Rob Adams FOUR STARS

Slaid Cleaves heeded his mentor, Don Walser's advice well. As a singer-songwriter-guitarist newly arrived in Austin, Texas from Maine, Cleaves befriended the man once dubbed "the Pavarotti of the plains" whose assessment was that Cleaves couldn't half make folks cry but he should make them smile, too. Cleaves did all that and more on this latest visit.

Yet another of the late Glasgow promoter Billy Kelly's discoveries, Cleaves has built a loyal following in these parts, as this near-capacity gig confirmed, for his literate, character-filled storytelling style of songwriting. He's long had a great ear for a tale, such as the one gleaned half-way through a beer with the hero of old favourite Horses and Divorces and that's continued into newer songs. Still Fighting the War, the title track of his most recent album, is an all too real, if sympathetically handled, observation of post-traumatic stress.

Cleaves is a generous performer, giving his accompanist, Scrappy Jud Newcomb plenty opportunities to display his spontaneous, and ever-apposite blues, country and western swing guitar chops and lending his clear, lightly weathered voice to songs by fellow songwriters who haven't had the exposure that he's enjoyed.

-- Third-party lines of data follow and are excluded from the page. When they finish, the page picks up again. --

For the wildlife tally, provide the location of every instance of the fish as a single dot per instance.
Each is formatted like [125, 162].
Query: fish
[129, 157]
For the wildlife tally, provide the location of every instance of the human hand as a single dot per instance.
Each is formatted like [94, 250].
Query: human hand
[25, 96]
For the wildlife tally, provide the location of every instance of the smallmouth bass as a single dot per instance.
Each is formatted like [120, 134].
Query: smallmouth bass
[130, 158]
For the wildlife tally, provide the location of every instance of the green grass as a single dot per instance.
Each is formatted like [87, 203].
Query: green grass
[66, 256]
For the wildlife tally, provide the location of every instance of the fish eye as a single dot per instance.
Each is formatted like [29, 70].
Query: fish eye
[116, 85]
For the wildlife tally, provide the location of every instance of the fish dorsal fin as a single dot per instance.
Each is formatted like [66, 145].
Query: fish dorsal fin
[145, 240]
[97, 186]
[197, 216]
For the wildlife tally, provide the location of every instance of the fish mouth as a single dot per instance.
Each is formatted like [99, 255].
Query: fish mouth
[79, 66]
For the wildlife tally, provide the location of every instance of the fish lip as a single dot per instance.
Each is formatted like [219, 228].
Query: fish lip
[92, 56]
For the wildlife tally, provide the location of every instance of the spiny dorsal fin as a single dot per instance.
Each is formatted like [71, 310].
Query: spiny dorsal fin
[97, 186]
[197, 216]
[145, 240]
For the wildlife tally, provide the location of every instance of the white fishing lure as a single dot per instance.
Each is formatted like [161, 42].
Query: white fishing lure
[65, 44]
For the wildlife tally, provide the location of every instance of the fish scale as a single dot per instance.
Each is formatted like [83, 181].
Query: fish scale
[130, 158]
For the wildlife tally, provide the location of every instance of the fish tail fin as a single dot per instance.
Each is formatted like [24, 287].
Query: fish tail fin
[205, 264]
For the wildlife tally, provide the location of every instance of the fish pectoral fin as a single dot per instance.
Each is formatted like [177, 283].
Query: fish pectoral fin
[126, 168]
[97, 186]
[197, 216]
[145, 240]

Karen Poston's haunted Lydia and Steve Brooks' witty, wordy Everette were interpreted superbly and the aforementioned Walser's Rolling Stone from Texas featured Cleaves' impressive yodelling talents.

Tributes to fellow Austin resident Ian McLagan and Texas itself, in Cleaves' own exuberantly rhyming Texas Love Song, were other standouts over two sets of sustained high standards that were matched and more by Cleaves and Newcomb strolling through the audience singing and picking the marvellously persuasive, gospel-style encore, Go for the Gold.